NERSCPowering Scientific Discovery Since 1974

Stellar HPX

HPX is a general purpose C++ runtime system from the Stellar Group for parallel and distributed applications of any scale. The main documentation for HPX can be found here.

Background on HPX

Multi-core, Multi-threading is the new modality of computation, whether its in scientific field or non-scientific field, if we are to gain continued scalability of computations as we scale the systems, inter-node as well as intranode. With the degree of complexity and size increasing in new hardware architectures, the bottlenecks in computation namely starvation, latency, overheads, and waiting for contention resolution (SLOW) that have been present even in single core machines would be thickly visible. This significantly increases cost in terms of less resource utilization, when we scale systems to exaflop level. Meanwhile, despite the scaling systems, certain classes of applications are not able to to scale using conventional computation models.
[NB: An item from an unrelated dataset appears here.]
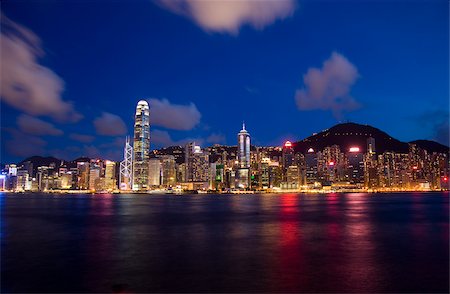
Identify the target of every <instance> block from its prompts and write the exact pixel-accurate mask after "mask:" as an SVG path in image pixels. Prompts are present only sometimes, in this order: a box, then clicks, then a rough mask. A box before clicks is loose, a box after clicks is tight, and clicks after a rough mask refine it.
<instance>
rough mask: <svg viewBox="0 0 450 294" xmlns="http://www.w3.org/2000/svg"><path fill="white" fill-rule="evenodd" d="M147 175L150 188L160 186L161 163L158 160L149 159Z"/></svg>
mask: <svg viewBox="0 0 450 294" xmlns="http://www.w3.org/2000/svg"><path fill="white" fill-rule="evenodd" d="M148 175H149V176H148V184H149V186H150V187H157V186H159V185H161V161H160V160H159V158H151V159H149V161H148Z"/></svg>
HPX is a new runtime system that is based on a new model of computation -- ParalleX, that addresses above challenges. HPX is implemented in C++ and is conformant with latest C++ standards as well as Boost Libraries. HPX can be viewed as an easy to understand amalgam of various proven software techniques and algorithms as well as some new ideas. HPX API provides an interface for seamless integration of multi-core multi-threaded heterogeneous architectures and user level software applications that is easy to learn.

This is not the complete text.